Alongside this new customized model, we’ve invested in supporting Team Brands by expanding the centralized SB Nation support team. We’ve more than doubled the number of full-time employees whose work is devoted to Team Brands. Among those roles are managers and coordinators who’ll help Team Brands recruit a diverse group of people to paid contractor roles, who’ll connect Team Brands to our parent company Vox Media’s resources (think podcast support), and who will continue to iterate and innovate on ways to improve our support and options for team brands.

Finally, we are launching an updated set of Community Guidelines today that takes into account everywhere we build community (i.e. IRL, on- and off-platform). Those guidelines also offer insight into how our fans can participate across our communities, including clearer language spelling out the trusted access some users have regarding our publishing platform. We love being able to offer up a space for fans to participate in these communities, but we also want to ensure that these fan creators understand they do so without any ongoing commitment.

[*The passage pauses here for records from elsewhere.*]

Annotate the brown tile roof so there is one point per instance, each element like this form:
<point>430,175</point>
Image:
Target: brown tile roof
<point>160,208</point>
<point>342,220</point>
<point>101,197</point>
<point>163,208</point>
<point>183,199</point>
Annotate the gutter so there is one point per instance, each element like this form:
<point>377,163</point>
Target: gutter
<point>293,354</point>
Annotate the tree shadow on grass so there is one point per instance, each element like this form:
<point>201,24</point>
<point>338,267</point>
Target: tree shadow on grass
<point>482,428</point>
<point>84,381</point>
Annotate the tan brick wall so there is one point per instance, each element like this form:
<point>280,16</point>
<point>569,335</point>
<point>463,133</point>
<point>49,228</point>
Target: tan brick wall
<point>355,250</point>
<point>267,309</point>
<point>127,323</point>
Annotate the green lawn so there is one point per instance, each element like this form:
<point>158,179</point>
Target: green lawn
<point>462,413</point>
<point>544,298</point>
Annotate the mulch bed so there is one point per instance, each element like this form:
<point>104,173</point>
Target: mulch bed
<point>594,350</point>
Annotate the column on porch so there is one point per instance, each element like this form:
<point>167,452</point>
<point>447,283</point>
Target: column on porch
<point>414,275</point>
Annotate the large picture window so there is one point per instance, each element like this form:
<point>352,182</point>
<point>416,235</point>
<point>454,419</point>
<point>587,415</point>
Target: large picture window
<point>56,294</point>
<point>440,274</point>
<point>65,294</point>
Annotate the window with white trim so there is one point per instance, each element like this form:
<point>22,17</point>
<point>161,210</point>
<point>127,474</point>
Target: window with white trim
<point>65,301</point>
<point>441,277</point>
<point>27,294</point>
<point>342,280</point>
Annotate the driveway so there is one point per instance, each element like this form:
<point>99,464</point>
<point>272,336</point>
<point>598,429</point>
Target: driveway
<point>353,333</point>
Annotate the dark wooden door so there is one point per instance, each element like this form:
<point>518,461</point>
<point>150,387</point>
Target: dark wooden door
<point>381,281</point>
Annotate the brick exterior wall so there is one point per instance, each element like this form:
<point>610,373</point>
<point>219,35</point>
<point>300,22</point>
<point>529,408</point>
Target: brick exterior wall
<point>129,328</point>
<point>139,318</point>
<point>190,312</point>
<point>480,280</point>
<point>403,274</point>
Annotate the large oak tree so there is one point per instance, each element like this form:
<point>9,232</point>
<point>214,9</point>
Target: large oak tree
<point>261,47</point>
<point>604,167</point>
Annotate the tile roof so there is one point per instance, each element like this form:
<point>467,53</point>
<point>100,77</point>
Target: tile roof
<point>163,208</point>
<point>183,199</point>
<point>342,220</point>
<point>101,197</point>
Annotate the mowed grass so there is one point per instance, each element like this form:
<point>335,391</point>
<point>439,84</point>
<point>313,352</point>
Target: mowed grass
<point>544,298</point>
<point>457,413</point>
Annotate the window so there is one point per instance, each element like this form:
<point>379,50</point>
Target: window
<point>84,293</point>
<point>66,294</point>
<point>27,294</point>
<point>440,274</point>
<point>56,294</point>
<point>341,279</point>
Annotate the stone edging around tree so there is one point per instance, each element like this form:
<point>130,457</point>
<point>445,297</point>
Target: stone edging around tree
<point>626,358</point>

This is a process that has, as you might imagine, taken a loooooong time to get to. And it’s demanded tremendous coordination between many people who work across Vox Media and lots of people who want to be part of SB Nation’s future.

I’m excited to keep building a network that, at its heart, shows how much good happens when fans connect. From rallying to fight pediatric cancer, to creating a whole new way to follow the college basketball season, to literally singing a fond farewell to Hue Jackson, to organizing a Denver Nuggets watch party in AUSTRALIA, to helping each other get over an MLS playoff loss, y’all are a constant reminder that sports are better together.

I can’t wait to see where we go from here.